Data Science and Machine Learning
— Apache Zeppelin creator and NFLabs co-founder Moon Soo Lee reviews the Data Science lifecycle, then demonstrates how Zeppelin supports development and collaboration through all phases of a project. Video here.
— Databricks’ Hossein Falaki offers an introduction to R’s strengths and weaknesses, then dives into SparkR. He provides an overview of SparkR architecture and functionality, plus some pointers on mixing languages. The SparkR roadmap, he notes, includes expanded MLLib functionality; UDF support; and a complete DataFrame API. Finally, he demos SparkR and explains how to get started. Video here.
— MLlib committer Joseph Bradley explains how to combine the strengths R, scikit-learn and MLlib. Noting the strengths of R and scikit-learn libraries, he addresses the key question: how do you leverage software built to support single-machine workloads in a distributed computing environment? Bradley demonstrates how to do this with Spark, using sentiment analysis as an example. Video here.

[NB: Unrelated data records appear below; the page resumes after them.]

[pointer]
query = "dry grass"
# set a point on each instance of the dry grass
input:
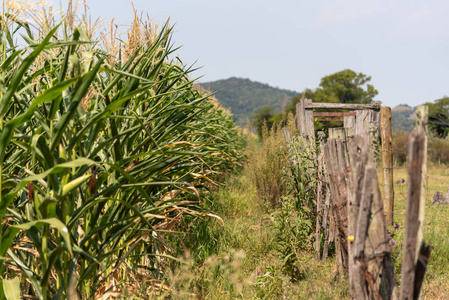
(436, 283)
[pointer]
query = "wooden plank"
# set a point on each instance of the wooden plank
(420, 269)
(334, 114)
(372, 270)
(332, 119)
(309, 129)
(350, 106)
(319, 198)
(334, 153)
(387, 163)
(421, 125)
(326, 225)
(300, 117)
(359, 152)
(362, 122)
(412, 223)
(349, 122)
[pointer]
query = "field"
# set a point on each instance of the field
(436, 231)
(121, 178)
(258, 273)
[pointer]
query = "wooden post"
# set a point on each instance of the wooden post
(319, 197)
(335, 159)
(325, 221)
(421, 125)
(371, 272)
(349, 122)
(412, 222)
(387, 163)
(305, 119)
(362, 120)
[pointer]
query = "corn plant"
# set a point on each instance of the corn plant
(95, 154)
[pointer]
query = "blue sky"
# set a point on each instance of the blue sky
(402, 44)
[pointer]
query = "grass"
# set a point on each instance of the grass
(248, 231)
(258, 272)
(436, 232)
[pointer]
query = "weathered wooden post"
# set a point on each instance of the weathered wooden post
(336, 164)
(319, 198)
(415, 256)
(362, 120)
(305, 119)
(371, 271)
(387, 163)
(421, 125)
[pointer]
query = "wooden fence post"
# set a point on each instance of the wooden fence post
(387, 163)
(371, 272)
(421, 125)
(362, 119)
(319, 199)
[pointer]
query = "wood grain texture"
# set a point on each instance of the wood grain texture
(387, 163)
(375, 106)
(412, 224)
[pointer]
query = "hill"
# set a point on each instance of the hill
(243, 96)
(403, 118)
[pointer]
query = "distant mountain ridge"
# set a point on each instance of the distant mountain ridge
(242, 96)
(403, 117)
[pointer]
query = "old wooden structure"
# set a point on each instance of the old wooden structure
(349, 202)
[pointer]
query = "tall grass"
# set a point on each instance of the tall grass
(97, 150)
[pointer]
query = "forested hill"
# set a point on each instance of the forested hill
(243, 96)
(403, 117)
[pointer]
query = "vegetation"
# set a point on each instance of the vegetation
(243, 97)
(345, 86)
(103, 148)
(439, 117)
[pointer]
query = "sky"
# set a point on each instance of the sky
(402, 44)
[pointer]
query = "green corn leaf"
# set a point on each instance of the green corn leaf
(18, 77)
(62, 228)
(11, 288)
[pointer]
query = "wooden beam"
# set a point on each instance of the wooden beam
(334, 114)
(387, 163)
(375, 106)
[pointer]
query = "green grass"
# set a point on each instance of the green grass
(258, 274)
(436, 232)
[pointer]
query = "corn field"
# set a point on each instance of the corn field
(105, 144)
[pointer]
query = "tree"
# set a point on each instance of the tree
(345, 86)
(264, 115)
(439, 116)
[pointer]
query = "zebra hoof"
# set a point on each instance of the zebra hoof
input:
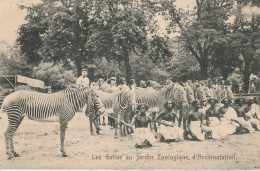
(10, 156)
(16, 154)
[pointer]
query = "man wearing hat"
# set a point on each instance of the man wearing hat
(213, 111)
(251, 114)
(83, 80)
(195, 120)
(240, 108)
(143, 136)
(167, 129)
(123, 86)
(256, 107)
(229, 116)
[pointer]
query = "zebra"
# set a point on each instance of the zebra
(156, 98)
(93, 110)
(119, 106)
(55, 107)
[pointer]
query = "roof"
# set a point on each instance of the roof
(10, 79)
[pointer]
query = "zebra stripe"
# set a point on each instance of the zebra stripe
(60, 106)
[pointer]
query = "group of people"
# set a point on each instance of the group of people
(211, 121)
(208, 118)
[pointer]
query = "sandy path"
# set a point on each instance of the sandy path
(38, 144)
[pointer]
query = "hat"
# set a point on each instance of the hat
(256, 98)
(239, 100)
(224, 100)
(166, 104)
(215, 100)
(143, 104)
(113, 78)
(195, 102)
(250, 101)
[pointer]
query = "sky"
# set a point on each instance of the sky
(11, 17)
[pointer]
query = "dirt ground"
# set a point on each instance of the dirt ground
(38, 144)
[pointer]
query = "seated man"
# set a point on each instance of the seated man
(83, 81)
(245, 126)
(240, 108)
(195, 120)
(222, 123)
(251, 113)
(143, 136)
(167, 129)
(256, 107)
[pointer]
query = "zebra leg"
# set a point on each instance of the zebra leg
(63, 128)
(96, 125)
(104, 123)
(180, 117)
(14, 121)
(115, 123)
(11, 139)
(91, 126)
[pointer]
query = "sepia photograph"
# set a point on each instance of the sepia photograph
(130, 84)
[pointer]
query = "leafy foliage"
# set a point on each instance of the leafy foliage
(54, 75)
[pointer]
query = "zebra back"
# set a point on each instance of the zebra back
(47, 107)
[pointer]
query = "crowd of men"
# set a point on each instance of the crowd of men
(210, 118)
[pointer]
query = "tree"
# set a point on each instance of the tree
(124, 27)
(57, 31)
(246, 27)
(226, 56)
(14, 64)
(201, 28)
(54, 75)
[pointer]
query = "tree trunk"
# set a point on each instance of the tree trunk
(204, 70)
(91, 72)
(225, 75)
(246, 75)
(78, 66)
(128, 68)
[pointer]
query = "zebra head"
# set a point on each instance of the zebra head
(93, 101)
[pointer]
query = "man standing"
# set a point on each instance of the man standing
(83, 80)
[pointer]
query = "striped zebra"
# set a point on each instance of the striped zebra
(93, 110)
(60, 106)
(118, 105)
(221, 92)
(156, 99)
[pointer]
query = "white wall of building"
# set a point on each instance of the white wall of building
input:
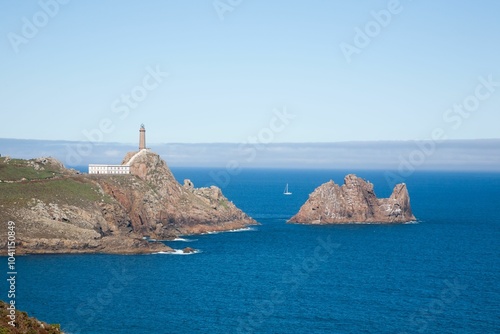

— Natalino Busa of ING offers an introduction to real-time anomaly detection with Spark MLLib, Akka and Cassandra. He describes different methods for anomaly detection, including distance-based and density-based techniques. Video here.
— Bitly’s Sarah Guido explains topic modeling, using Spark MLLib’s Latent Dirchlet Allocation. Video here.
— Ram Sriharsha touts Magellan, an open source geospatial library that uses Spark as an engine. Magellan, a Spark package, supports ESRI format files and GeoJSON; the developers aim to support the full suite of OpenGIS Simple Features for SQL. Video here.
Use Cases and Applications
— Ion Stoica summarizes Databricks’ experience working with hundreds of companies, distills to two generic Spark use cases: (1) the “Just-in-Time Data Warehouse”, bypassing IT bottlenecks inherent in conventional DW; (2) the unified compute engine, combining multiple frameworks in a single platform. Video here.
— Apache committer and SKT engineer Yousun Jeong delivers a presentation documenting SKT’s Big Data architecture and a use case real-time analytics. SKT needs to perform real-time analysis of the radio access network to improve utilization, as well as timely network quality assurance and fault analysis; the solution is a multi-layered appliance that combines Spark and other components with FPGA and Flash-based hardware acceleration. Video here.
— Parkinson’s Disease affects one out of every 100 people over 60, and there is no cure. Ido Karavany of Intel describes a project to use wearables to track the progression of the illness, using a complex stack including pebble, Android, IOS, play, Phoenix, HBase, Akka, Kafka, HDFS, MySQL and Spark, all running in AWS. With Spark, the team runs complex computations daily on large data sets, and implements a rules engine to identify changes in patient behavior. Video here.
— Paula Ta-Shma of IBM introduces a real-time routing use case from the Madrid bus system, then describes a solution that includes kafka, Secor, Swift, Parquet and elasticsearch for data collection; Spark SQL and MLLib for pattern learning; and a complex event processing engine for application in real time. Video here.